Diverso è il caso, invece, della individuazione di criteri di scelta insufficienti. Ove questi siano legittimi, infatti, la valutazione deve interessare l’applicazione degli stessi piuttosto che la loro determinazione: “In materia di collocamenti in mobilità e di licenziamenti collettivi, ove il datore di lavoro e le organizzazioni sindacali abbiano contrattualmente convenuto un unico criterio di scelta dei lavoratori da porre in mobilità, costituito dalla possibilità di accedere al prepensionamento, e si rendesse possibile il mantenimento in servizio di alcuni lavoratori prepensionabili, tale fatto non implica automaticamente la pretestuosità ed illegittimità del criterio di scelta concordato, ma occorrerà valutare che il margine di discrezionalità del datore di lavoro nella scelta dei lavoratori prepensionabili da licenziare non sia utilizzato a mero scopo discriminatorio in violazione dei principi di correttezza e buona fede. Ne consegue che nelle ipotesi in cui il criterio di scelta concordato sia insufficiente, ancorché legittimo, l’accertamento non deve più essere indirizzato all’individuazione del criterio di scelta , ma solamente alla fase attuativa della concreta applicazione di quello concordato, secondo il principio generale di correttezza o buona fede nell’esecuzione del contratto (con applicazione quindi di criteri di razionalità, obiettività e non discriminazione nei confronti del lavoratore prescelto)”19.
_
Note
1 Il caso non riguarda, stando alle modifiche introdotte dal d.lgs. n. 110/2004, i datori di lavoro non imprenditori che svolgono , senza fini di lucro, attività di natura politica, sindacale, culturale, di istruzione ovvero di religione o di culto. A questi si applica la disciplina prevista dalla l. n. 604/1966.

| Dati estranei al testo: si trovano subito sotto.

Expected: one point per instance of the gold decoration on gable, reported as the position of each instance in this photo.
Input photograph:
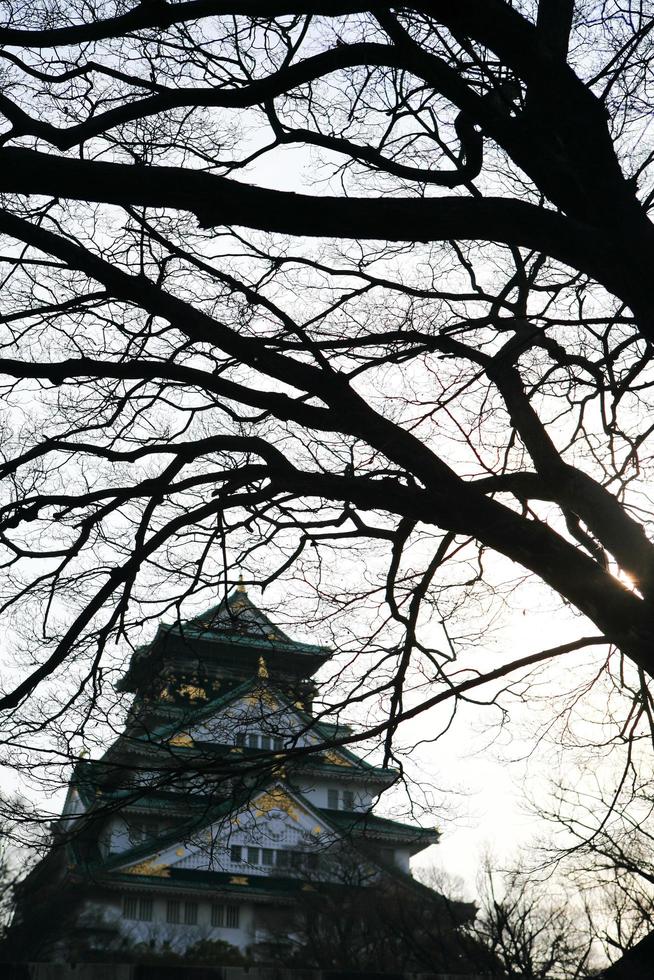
(181, 738)
(192, 691)
(150, 869)
(335, 759)
(276, 799)
(262, 696)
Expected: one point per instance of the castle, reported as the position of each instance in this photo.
(223, 801)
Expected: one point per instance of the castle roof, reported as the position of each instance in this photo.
(231, 636)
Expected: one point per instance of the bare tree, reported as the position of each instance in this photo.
(533, 934)
(413, 384)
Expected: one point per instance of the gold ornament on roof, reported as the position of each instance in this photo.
(181, 738)
(150, 869)
(276, 799)
(192, 692)
(336, 760)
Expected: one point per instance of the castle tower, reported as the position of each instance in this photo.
(224, 799)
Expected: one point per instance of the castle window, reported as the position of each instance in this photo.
(130, 907)
(145, 909)
(232, 918)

2 Cass., 07/06/2007, n. 13297, in Foro It., Rep. 2007, voce Lavoro (rapporto), n. 1549 e in Arg. Dir. Lav., 2007, 1445, con nota di Slataper
3 M. Tatarelli, Il licenziamento individuale e collettivo, cit., 458. Cfr, anche Pret. Milano, 31/12/1997, in Riv. crit. dir. lav., 1998, 383 con nota di Summa.
4 Cass., 11/04/2003, n. 5770, in Foro It., 2003, I, 1381.

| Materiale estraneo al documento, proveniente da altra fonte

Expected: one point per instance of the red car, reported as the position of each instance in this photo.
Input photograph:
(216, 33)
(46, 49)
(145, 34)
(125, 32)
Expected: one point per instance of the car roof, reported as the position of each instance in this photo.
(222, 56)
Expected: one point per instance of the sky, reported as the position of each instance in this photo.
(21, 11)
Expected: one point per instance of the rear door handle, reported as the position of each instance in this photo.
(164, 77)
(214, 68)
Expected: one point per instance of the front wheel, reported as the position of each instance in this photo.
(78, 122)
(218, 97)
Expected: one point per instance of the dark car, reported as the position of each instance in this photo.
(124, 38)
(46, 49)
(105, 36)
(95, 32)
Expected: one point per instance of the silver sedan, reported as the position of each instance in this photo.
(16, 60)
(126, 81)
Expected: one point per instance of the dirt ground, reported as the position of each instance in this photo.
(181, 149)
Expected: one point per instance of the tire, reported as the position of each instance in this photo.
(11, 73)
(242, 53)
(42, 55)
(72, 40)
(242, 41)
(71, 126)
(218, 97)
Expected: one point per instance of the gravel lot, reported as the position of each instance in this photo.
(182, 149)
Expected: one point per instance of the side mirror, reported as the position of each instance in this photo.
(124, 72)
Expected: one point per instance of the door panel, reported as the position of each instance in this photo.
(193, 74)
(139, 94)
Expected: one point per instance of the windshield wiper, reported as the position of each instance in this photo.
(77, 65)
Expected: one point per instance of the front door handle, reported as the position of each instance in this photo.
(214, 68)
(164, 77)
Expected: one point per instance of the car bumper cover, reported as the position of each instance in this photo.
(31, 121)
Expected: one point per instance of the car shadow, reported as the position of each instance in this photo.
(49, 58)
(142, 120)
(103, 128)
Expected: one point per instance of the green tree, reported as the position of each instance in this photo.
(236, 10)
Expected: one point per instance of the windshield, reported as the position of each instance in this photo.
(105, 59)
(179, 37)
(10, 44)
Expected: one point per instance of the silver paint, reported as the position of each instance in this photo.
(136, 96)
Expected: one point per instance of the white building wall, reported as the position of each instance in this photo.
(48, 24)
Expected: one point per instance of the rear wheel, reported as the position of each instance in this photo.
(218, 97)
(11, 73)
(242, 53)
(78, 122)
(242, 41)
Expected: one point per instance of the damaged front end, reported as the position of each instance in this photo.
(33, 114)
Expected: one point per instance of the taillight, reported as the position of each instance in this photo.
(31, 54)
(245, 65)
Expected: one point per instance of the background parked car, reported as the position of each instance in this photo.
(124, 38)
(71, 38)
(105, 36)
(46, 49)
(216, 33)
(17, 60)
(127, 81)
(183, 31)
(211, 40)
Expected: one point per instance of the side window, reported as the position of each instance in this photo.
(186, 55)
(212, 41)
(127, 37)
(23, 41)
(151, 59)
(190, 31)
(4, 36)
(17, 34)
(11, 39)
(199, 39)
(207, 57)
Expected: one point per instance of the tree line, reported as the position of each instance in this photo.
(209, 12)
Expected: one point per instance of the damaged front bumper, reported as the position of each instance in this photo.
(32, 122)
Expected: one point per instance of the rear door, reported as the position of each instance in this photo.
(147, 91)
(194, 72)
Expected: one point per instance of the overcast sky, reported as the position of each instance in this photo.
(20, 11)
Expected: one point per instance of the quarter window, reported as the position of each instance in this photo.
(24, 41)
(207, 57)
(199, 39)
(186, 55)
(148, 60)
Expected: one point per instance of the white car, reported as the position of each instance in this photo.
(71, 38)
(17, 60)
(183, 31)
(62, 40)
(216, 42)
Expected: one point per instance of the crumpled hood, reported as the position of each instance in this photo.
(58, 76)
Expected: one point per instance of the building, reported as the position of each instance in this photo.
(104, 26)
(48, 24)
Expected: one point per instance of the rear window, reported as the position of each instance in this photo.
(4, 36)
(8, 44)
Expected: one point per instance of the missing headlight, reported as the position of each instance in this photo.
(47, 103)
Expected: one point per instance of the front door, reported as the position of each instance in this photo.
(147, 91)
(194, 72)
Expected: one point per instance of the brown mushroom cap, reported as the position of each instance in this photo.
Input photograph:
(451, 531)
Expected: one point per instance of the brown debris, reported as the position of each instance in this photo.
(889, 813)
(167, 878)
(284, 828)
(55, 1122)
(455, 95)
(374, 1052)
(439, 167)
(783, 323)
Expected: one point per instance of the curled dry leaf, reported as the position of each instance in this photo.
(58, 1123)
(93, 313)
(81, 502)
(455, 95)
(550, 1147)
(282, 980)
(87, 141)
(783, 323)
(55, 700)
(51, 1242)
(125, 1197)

5 Cass., 24/10/2008, n. 25758, in Guida dir., 2008, 45, 59.
6 Cfr. ancora V. Di Cerbo, op. ult. cit., 1781.
7 Cass., 02/10/1999, n. 10961, in Foro It., Rep. 1999, voce Lavoro (rapporto), n. 1937.

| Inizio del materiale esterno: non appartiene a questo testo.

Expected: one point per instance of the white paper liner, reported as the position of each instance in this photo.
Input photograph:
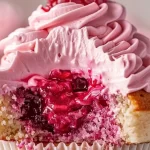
(73, 146)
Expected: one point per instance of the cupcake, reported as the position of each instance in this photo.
(77, 77)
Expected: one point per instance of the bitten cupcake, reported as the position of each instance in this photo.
(78, 73)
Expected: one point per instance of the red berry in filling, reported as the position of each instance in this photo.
(31, 109)
(61, 103)
(79, 84)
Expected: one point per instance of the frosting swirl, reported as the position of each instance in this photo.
(74, 36)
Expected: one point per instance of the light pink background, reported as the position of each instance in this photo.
(138, 11)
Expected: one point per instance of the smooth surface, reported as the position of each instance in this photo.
(138, 11)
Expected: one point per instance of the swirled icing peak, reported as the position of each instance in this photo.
(72, 36)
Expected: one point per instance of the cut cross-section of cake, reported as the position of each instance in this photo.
(78, 72)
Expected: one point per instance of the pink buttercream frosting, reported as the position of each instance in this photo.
(73, 36)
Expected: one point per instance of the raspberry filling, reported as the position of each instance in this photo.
(59, 103)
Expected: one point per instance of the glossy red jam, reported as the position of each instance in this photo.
(60, 103)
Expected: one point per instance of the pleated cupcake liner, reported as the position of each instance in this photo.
(4, 145)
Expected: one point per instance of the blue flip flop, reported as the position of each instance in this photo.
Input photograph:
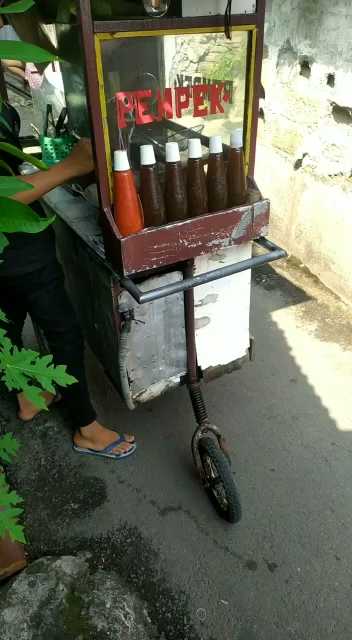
(108, 451)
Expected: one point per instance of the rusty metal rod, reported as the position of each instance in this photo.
(275, 253)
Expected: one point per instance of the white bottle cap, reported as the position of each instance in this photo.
(215, 144)
(172, 152)
(121, 162)
(147, 154)
(194, 148)
(236, 139)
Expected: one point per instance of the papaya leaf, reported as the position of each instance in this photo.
(8, 447)
(18, 7)
(25, 370)
(3, 242)
(25, 52)
(18, 217)
(26, 157)
(9, 186)
(9, 512)
(7, 167)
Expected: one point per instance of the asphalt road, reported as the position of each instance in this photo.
(283, 572)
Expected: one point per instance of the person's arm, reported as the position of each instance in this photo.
(79, 163)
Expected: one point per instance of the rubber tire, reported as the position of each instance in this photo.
(233, 513)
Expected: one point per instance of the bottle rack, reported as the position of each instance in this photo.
(154, 248)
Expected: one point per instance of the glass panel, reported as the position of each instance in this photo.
(64, 11)
(172, 87)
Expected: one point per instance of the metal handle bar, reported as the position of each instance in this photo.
(275, 253)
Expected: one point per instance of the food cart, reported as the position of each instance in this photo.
(168, 305)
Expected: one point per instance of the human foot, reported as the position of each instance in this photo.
(95, 437)
(28, 410)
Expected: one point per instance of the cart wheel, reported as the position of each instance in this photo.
(219, 482)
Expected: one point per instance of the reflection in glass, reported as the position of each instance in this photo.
(156, 8)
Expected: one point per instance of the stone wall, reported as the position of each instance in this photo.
(304, 158)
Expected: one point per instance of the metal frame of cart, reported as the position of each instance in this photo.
(131, 259)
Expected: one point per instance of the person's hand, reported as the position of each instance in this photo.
(81, 160)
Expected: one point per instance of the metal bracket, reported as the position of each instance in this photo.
(275, 253)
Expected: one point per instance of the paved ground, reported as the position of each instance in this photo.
(285, 570)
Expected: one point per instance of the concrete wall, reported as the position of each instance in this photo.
(304, 159)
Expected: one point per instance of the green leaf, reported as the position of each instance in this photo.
(17, 217)
(7, 167)
(5, 124)
(25, 52)
(9, 513)
(10, 186)
(8, 447)
(18, 7)
(25, 370)
(3, 242)
(26, 157)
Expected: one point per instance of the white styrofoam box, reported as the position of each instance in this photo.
(222, 310)
(192, 8)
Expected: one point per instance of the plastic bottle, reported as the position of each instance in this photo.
(196, 182)
(151, 195)
(237, 181)
(128, 212)
(175, 188)
(216, 176)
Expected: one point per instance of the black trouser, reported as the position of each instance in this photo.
(42, 295)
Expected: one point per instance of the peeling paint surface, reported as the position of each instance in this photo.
(157, 343)
(225, 336)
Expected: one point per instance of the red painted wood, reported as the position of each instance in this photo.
(154, 248)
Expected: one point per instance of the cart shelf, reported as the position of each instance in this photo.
(177, 242)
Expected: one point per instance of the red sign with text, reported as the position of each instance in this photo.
(201, 100)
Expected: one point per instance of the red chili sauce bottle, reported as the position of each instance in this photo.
(196, 182)
(151, 195)
(128, 212)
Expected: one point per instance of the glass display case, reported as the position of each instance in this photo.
(131, 81)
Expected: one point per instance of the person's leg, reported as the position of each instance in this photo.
(14, 308)
(50, 308)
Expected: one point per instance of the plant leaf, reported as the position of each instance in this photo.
(9, 513)
(25, 52)
(26, 157)
(7, 167)
(18, 7)
(25, 370)
(17, 217)
(9, 186)
(3, 242)
(8, 447)
(5, 124)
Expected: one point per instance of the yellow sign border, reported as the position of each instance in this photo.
(103, 37)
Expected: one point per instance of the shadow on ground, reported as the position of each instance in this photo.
(284, 571)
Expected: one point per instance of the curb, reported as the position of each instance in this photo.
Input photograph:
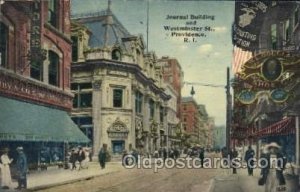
(69, 181)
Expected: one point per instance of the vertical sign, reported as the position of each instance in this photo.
(35, 35)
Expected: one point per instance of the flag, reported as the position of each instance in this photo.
(240, 57)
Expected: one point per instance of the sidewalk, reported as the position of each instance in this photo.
(239, 182)
(39, 180)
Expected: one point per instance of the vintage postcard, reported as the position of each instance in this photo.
(149, 95)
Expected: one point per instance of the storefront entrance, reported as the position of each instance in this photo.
(118, 146)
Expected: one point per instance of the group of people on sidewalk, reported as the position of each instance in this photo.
(81, 155)
(21, 167)
(272, 163)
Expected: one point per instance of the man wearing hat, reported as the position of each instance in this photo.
(21, 168)
(272, 172)
(5, 170)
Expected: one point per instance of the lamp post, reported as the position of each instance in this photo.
(228, 111)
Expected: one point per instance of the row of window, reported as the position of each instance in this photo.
(37, 70)
(287, 29)
(83, 98)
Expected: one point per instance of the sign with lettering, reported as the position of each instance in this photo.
(36, 53)
(249, 16)
(247, 97)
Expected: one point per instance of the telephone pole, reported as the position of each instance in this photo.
(228, 111)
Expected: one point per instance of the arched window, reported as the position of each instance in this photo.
(53, 68)
(52, 12)
(74, 48)
(3, 44)
(116, 55)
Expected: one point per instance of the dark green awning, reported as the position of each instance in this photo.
(22, 121)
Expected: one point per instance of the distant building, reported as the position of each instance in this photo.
(206, 126)
(173, 74)
(219, 137)
(190, 117)
(174, 127)
(265, 113)
(119, 95)
(35, 96)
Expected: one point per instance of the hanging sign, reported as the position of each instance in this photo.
(279, 95)
(247, 97)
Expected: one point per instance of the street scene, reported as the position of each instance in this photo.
(149, 95)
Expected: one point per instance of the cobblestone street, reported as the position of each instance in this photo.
(144, 180)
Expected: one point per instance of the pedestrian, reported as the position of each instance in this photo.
(249, 158)
(81, 158)
(73, 159)
(21, 168)
(5, 170)
(165, 153)
(124, 158)
(272, 172)
(102, 156)
(233, 154)
(201, 156)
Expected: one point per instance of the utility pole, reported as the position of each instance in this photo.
(147, 26)
(228, 111)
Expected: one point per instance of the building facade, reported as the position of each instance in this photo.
(35, 52)
(119, 95)
(190, 118)
(173, 74)
(267, 96)
(206, 126)
(174, 128)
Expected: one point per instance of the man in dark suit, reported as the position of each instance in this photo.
(249, 160)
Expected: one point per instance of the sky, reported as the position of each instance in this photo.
(203, 60)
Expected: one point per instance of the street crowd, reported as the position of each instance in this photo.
(271, 171)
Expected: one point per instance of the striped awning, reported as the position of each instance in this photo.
(22, 121)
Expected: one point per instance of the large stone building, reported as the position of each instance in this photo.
(118, 87)
(206, 126)
(35, 97)
(190, 118)
(173, 74)
(267, 88)
(174, 129)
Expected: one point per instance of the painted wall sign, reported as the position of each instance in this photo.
(279, 95)
(247, 97)
(271, 69)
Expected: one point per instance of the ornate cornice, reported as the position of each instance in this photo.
(128, 67)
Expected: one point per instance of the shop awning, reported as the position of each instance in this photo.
(283, 127)
(22, 121)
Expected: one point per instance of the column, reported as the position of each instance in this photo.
(97, 104)
(146, 120)
(297, 144)
(132, 132)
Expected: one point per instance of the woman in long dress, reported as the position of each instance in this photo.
(5, 170)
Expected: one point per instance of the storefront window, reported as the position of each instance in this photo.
(36, 70)
(53, 68)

8 Cass. 05/04/2000, n. 4228, in Foro It., 2000, I, 2842.
9 Cfr. V. Di Cerbo, op. ult. cit., 1789.
10 Cass., 22/06/1999, n. 6357, in Foro It., Rep. 1999, voce Lavoro (rapporto), n. 1877.
11 Cass., 19/12/2006, n. 27101, in Lav. giur., 2007, 6, 579 con nota di Girardi.
12 Cass., 18/05/2006, n. 11660, in Foro It., Rep. 2006, voce Lavoro (rapporto), n. 1627.
13 Cass., 28/07/2005, n. 15898, in Riv. crit. dir. lav., 2006, 1, 237, con nota di Bordone.
14 Cass., 02/08/2001, n. 10576, in Foro It., 2001, I, 2774.
15 Cass., 18/11/1997, n. 11465, in Mass. giur. lav., 1998, 123.
16 Cass., 01/08/2001, n. 10504, in Foro It., Rep. 2001, voce Lavoro (rapporto), n. 1556.
17 Cass., 02/07/2008, n. 18119, in Foro It., Rep. 2008, voce Lavoro e prev. (controversie), n. 130.
18 T. Ivrea, 06/12/2006, in Banca Dati DeJure, 2010.
19 Cass., 13/09/2002, n. 13393, in Dir. lav., 2002, II, 583 con nota di Fabozzi.